Then there are the bystanders, like one who looks like Ka Tonying Carpio. He hates past president Rodrigo Duterte, whom he recently faulted for losing Ayungin Shoal. He advanced an absurd opinion that FPRRD wanted to sink the rickety Philippine battleship grounded on Ayungin—preposterous postulates from a former Associate Justice of the Supreme Court. 

The failed convenor of the 1Sambayan coalition cannot free himself from the man from the boondocks who became president, who was accorded red carpet receptions in Russia and China, and shocked a US president with a flurry of expletives. Ka Tonying’s prejudice against Digong went overboard when he had the gall to say that then-Mayor Inday Sara Z. Duterte-Carpio had no place in his 1Sambayan cabal. Inday, of course, went on to be Vice President.
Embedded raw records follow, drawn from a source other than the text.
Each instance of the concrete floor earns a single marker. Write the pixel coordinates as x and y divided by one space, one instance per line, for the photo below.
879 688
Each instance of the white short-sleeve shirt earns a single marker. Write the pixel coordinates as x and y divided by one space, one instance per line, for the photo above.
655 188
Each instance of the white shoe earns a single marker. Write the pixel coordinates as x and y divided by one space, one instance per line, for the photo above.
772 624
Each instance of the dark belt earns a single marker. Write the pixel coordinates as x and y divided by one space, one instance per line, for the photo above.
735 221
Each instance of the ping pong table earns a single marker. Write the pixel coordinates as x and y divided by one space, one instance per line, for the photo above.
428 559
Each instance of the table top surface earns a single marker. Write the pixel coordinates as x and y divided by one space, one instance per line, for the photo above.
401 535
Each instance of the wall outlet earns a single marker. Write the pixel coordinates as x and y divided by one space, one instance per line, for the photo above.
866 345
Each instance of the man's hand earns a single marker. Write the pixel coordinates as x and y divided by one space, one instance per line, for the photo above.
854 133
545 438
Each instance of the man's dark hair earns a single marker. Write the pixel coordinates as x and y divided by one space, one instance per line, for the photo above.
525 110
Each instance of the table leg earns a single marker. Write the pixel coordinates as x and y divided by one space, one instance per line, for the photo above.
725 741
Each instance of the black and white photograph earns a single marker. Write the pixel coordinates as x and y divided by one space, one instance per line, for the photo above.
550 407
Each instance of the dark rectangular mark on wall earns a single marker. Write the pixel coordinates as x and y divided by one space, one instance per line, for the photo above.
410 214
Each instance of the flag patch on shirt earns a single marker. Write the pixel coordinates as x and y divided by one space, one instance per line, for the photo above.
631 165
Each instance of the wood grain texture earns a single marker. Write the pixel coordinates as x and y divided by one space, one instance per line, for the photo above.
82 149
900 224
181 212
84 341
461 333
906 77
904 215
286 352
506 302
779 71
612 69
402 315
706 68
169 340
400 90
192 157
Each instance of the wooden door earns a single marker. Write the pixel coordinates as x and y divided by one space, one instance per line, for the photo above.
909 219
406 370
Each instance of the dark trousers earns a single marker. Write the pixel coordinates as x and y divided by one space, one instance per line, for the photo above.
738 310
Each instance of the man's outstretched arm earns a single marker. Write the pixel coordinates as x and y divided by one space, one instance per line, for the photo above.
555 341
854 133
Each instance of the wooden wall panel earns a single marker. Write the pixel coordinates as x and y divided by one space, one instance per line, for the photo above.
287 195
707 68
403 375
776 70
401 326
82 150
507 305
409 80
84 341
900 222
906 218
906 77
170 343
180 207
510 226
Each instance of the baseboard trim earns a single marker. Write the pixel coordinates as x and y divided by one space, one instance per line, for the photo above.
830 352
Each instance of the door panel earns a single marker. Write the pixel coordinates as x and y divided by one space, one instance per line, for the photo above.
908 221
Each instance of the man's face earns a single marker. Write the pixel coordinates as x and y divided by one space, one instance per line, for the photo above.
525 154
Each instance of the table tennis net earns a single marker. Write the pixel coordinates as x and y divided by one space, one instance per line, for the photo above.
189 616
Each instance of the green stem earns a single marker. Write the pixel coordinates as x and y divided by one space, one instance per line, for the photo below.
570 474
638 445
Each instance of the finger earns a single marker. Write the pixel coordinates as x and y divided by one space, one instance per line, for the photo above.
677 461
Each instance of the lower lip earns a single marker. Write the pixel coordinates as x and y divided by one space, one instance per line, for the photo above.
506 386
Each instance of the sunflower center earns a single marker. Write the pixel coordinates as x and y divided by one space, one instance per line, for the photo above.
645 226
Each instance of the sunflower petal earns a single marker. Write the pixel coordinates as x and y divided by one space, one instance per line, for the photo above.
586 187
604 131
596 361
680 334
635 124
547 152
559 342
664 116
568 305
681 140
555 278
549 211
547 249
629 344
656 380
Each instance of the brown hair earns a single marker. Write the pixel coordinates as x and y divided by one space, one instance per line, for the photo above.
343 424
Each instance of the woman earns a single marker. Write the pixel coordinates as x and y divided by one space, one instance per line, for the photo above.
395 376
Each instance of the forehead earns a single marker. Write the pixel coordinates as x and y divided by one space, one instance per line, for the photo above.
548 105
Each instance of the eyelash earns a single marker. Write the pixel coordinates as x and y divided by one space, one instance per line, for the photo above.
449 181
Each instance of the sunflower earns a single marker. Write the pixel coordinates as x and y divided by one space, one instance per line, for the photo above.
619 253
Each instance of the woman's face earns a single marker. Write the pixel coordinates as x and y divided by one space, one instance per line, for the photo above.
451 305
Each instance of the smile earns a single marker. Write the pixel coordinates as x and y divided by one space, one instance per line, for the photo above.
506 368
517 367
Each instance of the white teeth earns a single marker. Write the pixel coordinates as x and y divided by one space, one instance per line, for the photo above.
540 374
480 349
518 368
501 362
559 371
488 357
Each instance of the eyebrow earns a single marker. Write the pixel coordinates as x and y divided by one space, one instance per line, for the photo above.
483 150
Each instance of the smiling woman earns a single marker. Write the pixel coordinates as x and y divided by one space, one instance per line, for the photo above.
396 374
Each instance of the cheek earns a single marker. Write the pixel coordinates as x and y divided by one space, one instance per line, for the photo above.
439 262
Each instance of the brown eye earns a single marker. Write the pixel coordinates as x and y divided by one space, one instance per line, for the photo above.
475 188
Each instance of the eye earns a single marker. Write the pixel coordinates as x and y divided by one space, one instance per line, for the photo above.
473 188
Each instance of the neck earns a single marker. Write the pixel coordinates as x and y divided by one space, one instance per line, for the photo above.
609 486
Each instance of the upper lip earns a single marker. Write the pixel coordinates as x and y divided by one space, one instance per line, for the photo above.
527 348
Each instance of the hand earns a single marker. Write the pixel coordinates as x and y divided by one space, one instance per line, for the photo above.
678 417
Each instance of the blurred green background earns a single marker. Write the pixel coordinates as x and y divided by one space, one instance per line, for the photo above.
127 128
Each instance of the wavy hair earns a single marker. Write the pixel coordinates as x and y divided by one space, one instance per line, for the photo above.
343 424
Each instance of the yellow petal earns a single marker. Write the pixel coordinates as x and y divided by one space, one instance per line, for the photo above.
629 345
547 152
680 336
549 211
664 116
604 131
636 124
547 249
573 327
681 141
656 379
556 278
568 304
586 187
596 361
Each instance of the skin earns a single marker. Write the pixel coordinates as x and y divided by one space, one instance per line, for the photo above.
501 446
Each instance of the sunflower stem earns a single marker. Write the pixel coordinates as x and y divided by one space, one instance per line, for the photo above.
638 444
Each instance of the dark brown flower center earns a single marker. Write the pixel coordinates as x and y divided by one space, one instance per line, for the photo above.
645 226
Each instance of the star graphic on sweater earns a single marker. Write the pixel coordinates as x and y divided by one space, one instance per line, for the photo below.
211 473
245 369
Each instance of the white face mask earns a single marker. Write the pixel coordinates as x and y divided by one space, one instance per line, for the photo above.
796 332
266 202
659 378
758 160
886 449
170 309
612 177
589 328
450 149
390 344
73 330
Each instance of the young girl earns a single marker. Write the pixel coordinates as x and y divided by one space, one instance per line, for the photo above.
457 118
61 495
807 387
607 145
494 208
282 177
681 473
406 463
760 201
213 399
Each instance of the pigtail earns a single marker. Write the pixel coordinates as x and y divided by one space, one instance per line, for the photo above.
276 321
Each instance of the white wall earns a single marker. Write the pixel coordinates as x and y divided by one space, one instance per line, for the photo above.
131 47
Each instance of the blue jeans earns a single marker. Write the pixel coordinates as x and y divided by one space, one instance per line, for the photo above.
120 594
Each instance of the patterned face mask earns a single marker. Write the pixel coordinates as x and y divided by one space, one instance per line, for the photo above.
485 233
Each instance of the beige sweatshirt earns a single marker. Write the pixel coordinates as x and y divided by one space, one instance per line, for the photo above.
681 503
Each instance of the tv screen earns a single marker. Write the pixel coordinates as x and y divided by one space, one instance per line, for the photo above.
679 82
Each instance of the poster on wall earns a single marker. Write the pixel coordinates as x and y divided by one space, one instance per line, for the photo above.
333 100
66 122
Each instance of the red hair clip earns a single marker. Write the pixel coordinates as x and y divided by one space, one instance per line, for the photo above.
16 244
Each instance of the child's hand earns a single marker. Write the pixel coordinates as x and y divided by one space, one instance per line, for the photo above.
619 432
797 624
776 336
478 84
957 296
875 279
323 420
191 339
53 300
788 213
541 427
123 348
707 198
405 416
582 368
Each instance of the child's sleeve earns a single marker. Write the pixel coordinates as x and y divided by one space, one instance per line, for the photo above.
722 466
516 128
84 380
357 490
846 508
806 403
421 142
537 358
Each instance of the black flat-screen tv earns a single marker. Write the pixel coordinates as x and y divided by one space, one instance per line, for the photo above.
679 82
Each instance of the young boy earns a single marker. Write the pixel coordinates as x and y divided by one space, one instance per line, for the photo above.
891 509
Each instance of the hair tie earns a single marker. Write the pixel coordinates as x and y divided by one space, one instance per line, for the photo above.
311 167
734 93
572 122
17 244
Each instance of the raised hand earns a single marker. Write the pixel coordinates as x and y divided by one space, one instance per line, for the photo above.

As I write this piece, Bongbong is back from America, where he played second fiddle to Japan’s Prime Minister Fumio Kishida. With nothing new to report, he refreshed his tirade against Duterte over what he insists is “a secret agreement’’ between his predecessor and China’s President Xi Jinping.

However, realizing that the refrain no longer entertains, he tried another absurd story of a van loaded with 1.8 tons of smuggled shabu, which was apprehended at a checkpoint. No one was shot or killed in the process, he said, an apparent slur at Duterte’s bloody drug war. But the story became ridiculous as some observant quarters started to ask how the volume of 1.8 tons of methamphetamine could be contained in a van. There is more to this than meets the eye.

We all have heard these potpourris of discourses ranging from the cerebral to the absurd.  They’re all missing the big issue. Like it is with this government, nobody listens to the rumblings on the ground, of the voices of discontent arising from unfulfilled promises from political leaders and warmongers who are so focused on the evil scheme of extending their terms and their insatiable greed for power and wealth.

This government has succeeded in steering a virtual tsunami toward the West Philippine Sea.  We have to brace ourselves for the stoppage of trade and investments from China. The storm surge will wipe out the gains and calm that the Duterte administration achieved in its bilateral talks with China.

Already, the peso has lost steam, and the stock market is chipping off some vital gains. The Marcos-sponsored maritime games and military exercises have threatened to cut whatever is left of the communication link with China.

When it snaps, the Philippines will lose its economic lifeline.